The only way to get to Terr’s desired outcome is to say, “Let’s read one law technically, but let’s read another law loosely, because the first law read in isolation technically appears to deny people’s rights, but if we read that one technically and the other one technically, we have to give them rights, so read the second one loosely because we don’t like that outcome.”

I’m not impressed with that kind of legal analysis.

Please cite your authority on this.

Here, let me help you with a bit of background.

In common law jurisdictions, both legislative bodies and judges create laws. Statute laws are created by legislative bodies. Common laws are created by judges.
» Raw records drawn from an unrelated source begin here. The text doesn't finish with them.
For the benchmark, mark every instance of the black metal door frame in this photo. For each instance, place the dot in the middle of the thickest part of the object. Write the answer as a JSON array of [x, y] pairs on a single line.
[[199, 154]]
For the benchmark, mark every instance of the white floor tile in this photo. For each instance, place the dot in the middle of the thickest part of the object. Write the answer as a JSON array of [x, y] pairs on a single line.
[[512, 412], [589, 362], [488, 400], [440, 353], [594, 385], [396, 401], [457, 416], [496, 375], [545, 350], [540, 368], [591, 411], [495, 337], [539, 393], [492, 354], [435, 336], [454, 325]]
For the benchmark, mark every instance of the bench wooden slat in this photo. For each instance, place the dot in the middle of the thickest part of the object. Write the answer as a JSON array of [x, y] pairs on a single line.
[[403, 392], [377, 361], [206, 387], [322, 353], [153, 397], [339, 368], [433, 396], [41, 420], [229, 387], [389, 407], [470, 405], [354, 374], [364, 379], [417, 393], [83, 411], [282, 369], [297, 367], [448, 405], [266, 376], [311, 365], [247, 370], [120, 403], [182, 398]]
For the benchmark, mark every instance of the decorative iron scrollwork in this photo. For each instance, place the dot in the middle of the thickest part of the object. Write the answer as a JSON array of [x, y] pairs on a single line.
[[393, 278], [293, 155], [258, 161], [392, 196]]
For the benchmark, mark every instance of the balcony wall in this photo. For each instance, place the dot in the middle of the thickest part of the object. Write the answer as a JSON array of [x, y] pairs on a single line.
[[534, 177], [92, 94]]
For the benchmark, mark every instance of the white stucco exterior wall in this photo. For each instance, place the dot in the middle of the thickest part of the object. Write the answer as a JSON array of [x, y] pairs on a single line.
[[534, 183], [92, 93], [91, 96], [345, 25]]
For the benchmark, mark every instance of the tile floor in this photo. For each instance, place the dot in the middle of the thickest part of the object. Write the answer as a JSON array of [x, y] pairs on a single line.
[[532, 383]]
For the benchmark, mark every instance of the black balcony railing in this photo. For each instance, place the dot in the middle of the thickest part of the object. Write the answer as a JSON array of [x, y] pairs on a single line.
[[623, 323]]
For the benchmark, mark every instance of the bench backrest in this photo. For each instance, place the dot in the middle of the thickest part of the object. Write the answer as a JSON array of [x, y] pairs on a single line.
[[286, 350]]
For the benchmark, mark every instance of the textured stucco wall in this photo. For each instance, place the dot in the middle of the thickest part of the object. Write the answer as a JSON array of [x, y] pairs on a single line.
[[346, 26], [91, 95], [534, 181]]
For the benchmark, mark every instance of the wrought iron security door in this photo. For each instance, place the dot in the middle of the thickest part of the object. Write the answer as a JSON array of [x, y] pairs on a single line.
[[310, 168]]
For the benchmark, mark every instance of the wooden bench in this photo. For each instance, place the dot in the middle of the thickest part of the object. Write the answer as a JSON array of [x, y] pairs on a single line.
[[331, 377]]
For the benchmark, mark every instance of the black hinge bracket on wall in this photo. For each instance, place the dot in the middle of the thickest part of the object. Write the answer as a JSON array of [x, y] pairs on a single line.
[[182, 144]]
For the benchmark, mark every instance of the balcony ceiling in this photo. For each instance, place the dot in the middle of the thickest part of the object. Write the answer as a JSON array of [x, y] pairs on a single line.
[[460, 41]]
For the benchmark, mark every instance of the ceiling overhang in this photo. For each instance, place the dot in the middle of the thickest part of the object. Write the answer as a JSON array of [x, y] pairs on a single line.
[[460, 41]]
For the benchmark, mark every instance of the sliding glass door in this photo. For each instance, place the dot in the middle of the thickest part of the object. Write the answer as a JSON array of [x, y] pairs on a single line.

When a jurisdiction uses both statute law and common law, it is referred to as a common law jurisdiction.

Here is a list of common law jurisdictions, including Kentucky, with which you might have some familiarity:

[ul]
[li]Federal: United States of America[/li][li]State: Alabama [/li][li]State: Alaska [/li][li]State: Arizona [/li][li]State: Arkansas [/li][li]State: California [/li][li]State: Colorado [/li][li]State: Connecticut [/li][li]State: Delaware [/li][li]State: Florida [/li][li]State: Georgia [/li][li]State: Hawaii [/li][li]State: Idaho [/li][li]State: Illinois[/li][li]State: Indiana [/li][li]State: Iowa [/li][li]State: Kansas [/li][li]State: Kentucky[/li][li]State: Maine [/li][li]State: Maryland [/li][li]State: Massachusetts [/li][li]State: Michigan [/li][li]State: Minnesota [/li][li]State: Mississippi [/li][li]State: Missouri [/li][li]State: Montana[/li][li]State: Nebraska [/li][li]State: Nevada [/li][li]State: New Hampshire [/li][li]State: New Jersey [/li][li]State: New Mexico [/li][li]State: New York [/li][li]State: North Carolina [/li][li]State: North Dakota [/li][li]State: Ohio [/li][li]State: Oklahoma [/li][li]State: Oregon [/li][li]State: Pennsylvania[/li][li]State: Rhode Island [/li][li]State: South Carolina [/li][li]State: South Dakota [/li][li]State: Tennessee [/li][li]State: Texas [/li][li]State: Utah [/li][li]State: Vermont [/li][li]State: Virginia [/li][li]State: Washington [/li][li]State: West Virginia [/li][li]State: Wisconsin [/li][li]State: Wyoming[/li][/ul]

In civil law jurisdictions, legislative bodies create laws and judges interpret them, without creating new law.

Here is the only civil law jurisdiction in the USA with which you might have some familiarity:

[ul]
[li]State: Louisiana[/li][/ul]

Now would you tell me please, in your opinion, yes or no, is Kentucky a common law jurisdiction? (Hint – it might be in the long list.)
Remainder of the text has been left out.